Apologies for the delay, this site appears to be rate limiting me. Yeah used correctly they're great. But they're almost never used correctly in practice. I agree this is bozotry in the extreme, but it's widespread. To avoid it all they'd need to do is read like 4 pages of well-written accessible documentation, but sadly that bar is too high. I don't blame protobufs! It's just that, somehow, what should be an elegant, simple system turns into a nightmare in practice. Every. Goddamn. Time. Not unlike when people try to use Kafka. That isn't to say the tool shouldn't be used, just that maybe we need a better way to organize/educate/hire engineers so they don't ruin things so badly. Or at least some way to impose an upper bound the damage they can do. Maybe there's some kind of regularization effect if you force everyone to work with Map<Object, Object> JSON. Or maybe it's just the state everything devolves to eventually.
> Everything was good in the begining, as long as everyone submits their .proto to a centralized repo. Once the one team starts to host their own, things get broken quickly.

Is this an issue with protobufs per se though? It's a data schema. How are people supposed to develop to a shared schema if a team doesn't - you know - share their schema? That could happen with any other particular choice for how schemas are defined.

It's a problem with PB because it requires everything to be typed (unless you use Any), which requires all middleware to eagerly type check all data passing through. With JSON, validation will be typically done only by the endpoints, which allows for much faster development.

There was a blog a few years ago, where an engineer working on the Google Cloud console was complaining that simply adding a checkbox to one of the pages required modifying ~20 internal protos and 6 months of rollout. That's an obvious downside that I wish I knew how to fix.

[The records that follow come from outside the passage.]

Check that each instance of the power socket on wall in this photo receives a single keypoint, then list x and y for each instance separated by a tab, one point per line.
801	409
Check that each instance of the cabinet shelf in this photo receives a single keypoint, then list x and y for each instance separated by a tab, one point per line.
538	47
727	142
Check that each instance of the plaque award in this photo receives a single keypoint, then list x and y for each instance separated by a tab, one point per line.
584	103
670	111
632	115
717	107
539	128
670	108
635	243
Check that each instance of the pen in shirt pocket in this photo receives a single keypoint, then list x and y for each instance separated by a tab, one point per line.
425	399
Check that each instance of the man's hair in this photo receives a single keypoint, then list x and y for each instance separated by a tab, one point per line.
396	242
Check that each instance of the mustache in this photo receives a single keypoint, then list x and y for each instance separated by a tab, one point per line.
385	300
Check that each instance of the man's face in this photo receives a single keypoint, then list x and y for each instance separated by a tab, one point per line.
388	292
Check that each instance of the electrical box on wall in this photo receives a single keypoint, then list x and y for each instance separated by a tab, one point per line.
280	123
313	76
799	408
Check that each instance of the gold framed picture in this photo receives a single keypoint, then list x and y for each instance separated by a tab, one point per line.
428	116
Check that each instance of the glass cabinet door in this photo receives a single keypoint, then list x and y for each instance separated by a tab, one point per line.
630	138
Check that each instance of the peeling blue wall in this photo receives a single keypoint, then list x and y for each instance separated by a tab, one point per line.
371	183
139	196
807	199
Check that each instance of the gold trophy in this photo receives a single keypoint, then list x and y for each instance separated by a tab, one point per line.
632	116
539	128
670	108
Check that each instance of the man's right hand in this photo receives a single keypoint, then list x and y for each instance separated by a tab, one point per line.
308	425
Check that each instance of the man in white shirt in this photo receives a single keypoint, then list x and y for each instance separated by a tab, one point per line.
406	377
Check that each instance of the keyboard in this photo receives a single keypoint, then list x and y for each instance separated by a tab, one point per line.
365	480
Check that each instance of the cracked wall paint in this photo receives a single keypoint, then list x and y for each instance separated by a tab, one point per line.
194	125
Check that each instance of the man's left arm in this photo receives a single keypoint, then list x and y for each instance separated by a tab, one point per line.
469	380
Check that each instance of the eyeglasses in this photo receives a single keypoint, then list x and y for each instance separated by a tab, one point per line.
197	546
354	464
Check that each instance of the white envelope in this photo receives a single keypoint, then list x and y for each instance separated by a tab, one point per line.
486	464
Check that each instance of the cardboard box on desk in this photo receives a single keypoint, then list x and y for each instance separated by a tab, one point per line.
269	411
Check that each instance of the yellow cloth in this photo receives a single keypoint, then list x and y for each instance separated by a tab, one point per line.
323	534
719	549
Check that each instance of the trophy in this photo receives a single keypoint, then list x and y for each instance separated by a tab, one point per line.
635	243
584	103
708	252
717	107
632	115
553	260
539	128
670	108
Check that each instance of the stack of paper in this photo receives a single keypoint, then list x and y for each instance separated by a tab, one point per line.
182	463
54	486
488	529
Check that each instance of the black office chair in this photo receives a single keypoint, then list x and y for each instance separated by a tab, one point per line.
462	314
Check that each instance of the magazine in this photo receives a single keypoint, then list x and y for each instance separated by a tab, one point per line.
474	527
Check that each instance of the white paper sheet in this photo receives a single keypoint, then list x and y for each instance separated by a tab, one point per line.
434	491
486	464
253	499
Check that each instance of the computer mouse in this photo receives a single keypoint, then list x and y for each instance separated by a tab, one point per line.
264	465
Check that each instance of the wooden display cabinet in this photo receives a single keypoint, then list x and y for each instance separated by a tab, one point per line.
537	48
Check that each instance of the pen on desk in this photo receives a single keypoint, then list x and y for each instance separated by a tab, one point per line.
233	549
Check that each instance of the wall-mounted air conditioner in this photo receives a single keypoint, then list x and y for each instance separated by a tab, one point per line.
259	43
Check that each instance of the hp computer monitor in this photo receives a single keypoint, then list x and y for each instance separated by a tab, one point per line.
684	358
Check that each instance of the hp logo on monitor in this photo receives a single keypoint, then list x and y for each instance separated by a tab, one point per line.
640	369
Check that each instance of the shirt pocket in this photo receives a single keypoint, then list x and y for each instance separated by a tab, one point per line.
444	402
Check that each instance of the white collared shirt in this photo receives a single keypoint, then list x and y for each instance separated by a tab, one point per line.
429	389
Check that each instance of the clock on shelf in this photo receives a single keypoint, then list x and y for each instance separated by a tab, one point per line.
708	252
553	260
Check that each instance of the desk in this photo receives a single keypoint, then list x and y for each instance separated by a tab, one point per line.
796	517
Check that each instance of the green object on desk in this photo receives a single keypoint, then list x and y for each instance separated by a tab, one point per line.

My guess is there's more to that story than just "protobufs don't forward unknown fields" because that's not how they work be default. Take a look at https://protobuf.dev/programming-guides/proto3/#unknowns.

https://kmcd.dev/posts/protobuf-unknown-fields/ discusses the scenario you're hinting at.

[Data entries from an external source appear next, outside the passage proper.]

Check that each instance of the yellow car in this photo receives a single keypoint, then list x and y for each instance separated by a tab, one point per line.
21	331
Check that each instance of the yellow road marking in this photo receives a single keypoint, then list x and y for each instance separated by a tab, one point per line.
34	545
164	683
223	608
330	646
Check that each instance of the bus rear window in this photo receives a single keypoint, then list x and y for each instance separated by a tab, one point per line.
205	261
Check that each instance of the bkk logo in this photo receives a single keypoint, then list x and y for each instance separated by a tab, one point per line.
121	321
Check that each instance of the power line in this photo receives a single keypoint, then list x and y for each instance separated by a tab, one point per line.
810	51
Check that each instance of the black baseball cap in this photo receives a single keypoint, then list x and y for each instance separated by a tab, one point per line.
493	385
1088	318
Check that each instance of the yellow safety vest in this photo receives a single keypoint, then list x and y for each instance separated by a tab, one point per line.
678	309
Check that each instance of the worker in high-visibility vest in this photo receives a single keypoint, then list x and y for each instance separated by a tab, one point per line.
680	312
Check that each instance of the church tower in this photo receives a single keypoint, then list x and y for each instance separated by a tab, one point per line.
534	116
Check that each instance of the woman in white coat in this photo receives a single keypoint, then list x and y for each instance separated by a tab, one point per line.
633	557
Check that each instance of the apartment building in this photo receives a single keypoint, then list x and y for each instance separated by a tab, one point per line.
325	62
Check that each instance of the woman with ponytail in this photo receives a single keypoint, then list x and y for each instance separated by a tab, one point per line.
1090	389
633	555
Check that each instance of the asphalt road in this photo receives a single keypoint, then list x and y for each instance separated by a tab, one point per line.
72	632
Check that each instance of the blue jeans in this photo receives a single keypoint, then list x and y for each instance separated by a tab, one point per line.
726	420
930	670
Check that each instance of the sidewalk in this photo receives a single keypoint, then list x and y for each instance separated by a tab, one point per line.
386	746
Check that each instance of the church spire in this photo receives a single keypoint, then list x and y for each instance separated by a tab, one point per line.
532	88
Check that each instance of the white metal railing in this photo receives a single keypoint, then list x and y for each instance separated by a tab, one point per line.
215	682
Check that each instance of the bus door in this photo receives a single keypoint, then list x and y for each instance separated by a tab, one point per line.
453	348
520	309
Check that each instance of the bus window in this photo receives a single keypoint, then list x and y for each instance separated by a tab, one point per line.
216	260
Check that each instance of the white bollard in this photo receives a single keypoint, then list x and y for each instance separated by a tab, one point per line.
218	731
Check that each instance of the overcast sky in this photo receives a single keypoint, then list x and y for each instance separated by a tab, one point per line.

It's possible in the story you mention that each of those ~20 internal protos were different messages, and each hop between backends was translating data between nearly identical schemas. In that case, they'd all need to be updated to transport that data. But that's different and the result of those engineers' choice for how to structure their service definitions.

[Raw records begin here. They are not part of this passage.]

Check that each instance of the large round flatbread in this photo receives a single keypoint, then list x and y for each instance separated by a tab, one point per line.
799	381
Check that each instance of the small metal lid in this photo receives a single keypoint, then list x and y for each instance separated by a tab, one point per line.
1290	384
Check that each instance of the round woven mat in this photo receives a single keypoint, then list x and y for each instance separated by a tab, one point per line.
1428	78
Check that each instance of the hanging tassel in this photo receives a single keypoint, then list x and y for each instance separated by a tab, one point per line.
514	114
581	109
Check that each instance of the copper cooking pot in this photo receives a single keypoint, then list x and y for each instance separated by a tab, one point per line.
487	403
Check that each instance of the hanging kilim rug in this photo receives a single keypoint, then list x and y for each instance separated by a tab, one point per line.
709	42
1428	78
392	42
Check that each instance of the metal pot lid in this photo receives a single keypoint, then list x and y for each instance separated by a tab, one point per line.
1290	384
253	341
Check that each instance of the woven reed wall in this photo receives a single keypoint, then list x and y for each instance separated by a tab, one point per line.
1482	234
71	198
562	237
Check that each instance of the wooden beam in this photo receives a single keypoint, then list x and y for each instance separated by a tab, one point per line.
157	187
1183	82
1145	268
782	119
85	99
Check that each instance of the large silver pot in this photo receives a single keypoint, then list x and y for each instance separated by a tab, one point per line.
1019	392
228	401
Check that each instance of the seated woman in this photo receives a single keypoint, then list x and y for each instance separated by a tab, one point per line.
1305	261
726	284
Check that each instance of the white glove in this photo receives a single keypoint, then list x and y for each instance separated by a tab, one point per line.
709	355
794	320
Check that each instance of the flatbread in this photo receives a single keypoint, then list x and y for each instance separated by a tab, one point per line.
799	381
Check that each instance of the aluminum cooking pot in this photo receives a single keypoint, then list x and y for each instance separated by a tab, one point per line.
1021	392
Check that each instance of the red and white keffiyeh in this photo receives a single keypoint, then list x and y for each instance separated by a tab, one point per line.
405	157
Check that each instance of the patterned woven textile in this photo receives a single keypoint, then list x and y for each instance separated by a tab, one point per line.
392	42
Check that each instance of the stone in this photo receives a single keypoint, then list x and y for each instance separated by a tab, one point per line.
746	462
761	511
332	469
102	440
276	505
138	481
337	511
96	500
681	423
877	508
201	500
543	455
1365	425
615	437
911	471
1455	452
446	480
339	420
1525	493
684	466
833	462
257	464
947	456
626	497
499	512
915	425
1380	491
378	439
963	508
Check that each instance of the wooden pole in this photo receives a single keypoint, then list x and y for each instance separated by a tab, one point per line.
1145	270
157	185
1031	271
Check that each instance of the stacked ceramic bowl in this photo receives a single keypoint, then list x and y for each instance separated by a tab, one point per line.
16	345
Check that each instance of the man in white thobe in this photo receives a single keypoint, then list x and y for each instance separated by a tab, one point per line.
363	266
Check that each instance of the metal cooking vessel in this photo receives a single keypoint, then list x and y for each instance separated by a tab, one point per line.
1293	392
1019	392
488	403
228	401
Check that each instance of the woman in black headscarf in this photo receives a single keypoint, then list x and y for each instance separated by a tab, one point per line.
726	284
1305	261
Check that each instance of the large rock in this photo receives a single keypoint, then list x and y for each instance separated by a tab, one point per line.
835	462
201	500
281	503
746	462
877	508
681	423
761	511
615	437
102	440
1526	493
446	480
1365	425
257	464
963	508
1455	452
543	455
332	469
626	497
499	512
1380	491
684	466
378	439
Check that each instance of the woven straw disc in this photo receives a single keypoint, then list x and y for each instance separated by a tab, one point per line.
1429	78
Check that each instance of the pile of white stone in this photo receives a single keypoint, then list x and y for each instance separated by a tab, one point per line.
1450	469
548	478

The problem is different. Protobuf's unknown field support is useful if you want to forward a message in its entirety, and it allows you to copy an input message even though it has fields unknown to the middleware. The problem arises because at Google, in order to minimize payloads and storage sizes, they almost always create "intermediate" protobufs that are only used by middleware to talk to other middleware.

Example:

The service that manages the web frontend knows that the new checkbox is auth-related and therefore it has to go into the WebServiceAuthRequest PB message, but it doesn't have the new schema of the WebServiceAuthRequest message with the checkbox field, so it can't create a WebServiceAuthRequest message because it doesn't know which numeric ID to use for the value.

The "common wisdom" at Google was that you have to add a new field starting at the leaves (the storage backends) and work your way up to the middleware, then the web frontends and finally the JS code. And yes, in the worst case it can take two quarters and modifying 20 intermediate services (each with its own ServiceFooRequest protobuf) just to add a new checkbox in the UI.

And in writing this I came up with a way to avoid the problem, but it would require an incompatible change to the PB wire format. Hmmm...

> As it occured to me, gRPC could optionally just serve those .proto files in the initial h2 handshake on the wire

Do you mean the reflection protocol, or some other .proto files?

It does have discovery built in. Is that what you want?
you mean grpc.reflection.v1alpha.ServerReflection? Close enough, sadly not generally enabled.